RCP/KOPRA goes Mars!

A recent paper by Miguel-Angel López Valverde (IAA/CSIC, Spain) et.al. (Martian atmospheric temperature and density profiles during the 1st year of NOMAD/TGO solar occultation measurements, accepted for publication in JGR-Planets 2022) shows temperature and density profiles from the second half of Martian Year 34, covering two seasons from April 2018 to March 2019 where the NOMAD/TGO instrument on the ESA ExoMars Trace Gas Orbiter measured infrared solar occultation spectra in the range 2.3 to 4.3 μm. These profiles have been retrieved by our successful RCP/KOPRA processor used for two decades now to derive terrestrial atmospheric state and trace gas distributions from infrared emission spectra obtained by the ESA ENVISAT/MIPAS mission between 2002 and 2012.

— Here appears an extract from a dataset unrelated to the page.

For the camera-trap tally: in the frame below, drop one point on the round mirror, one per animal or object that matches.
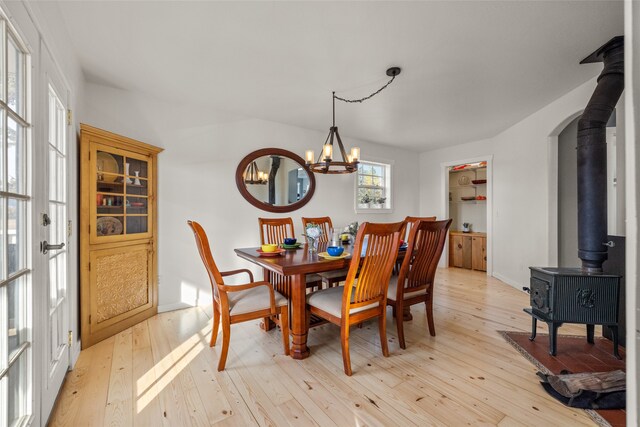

The solar occultation NOMAD-SO instrument channel produces infrared spectra from the incoming light using an Acousto-Optic Tunable Filter (AOTF). This allows sweeping through the spectral windows at a fixed detector position by changing the frequency of the wave producing the grating pattern. The region around 3 μm in diffraction order 149 has been specifically selected to derive the temperature profiles for the northern and southern hemisphere seen in the center pictures above. The upper pictures show martian latitude and local solar longitude of the corresponding measurements. The bottom row presents the differences of the retrievals to a global martian climate model. Significant warming caused by a global dust storm can be seen, as well as a previously unknown warm layer around 80 km, probably caused by strong thermal tides.
A follow-up article on the water distribution has already been submitted: Adrian Brines (IAA/CSIC, Spain) et.al., "Water vapor vertical distribution on Mars during perihelion season of MY 34 and MY 35 with ExoMars-TGO/NOMAD observations", JGR-Planets, under review.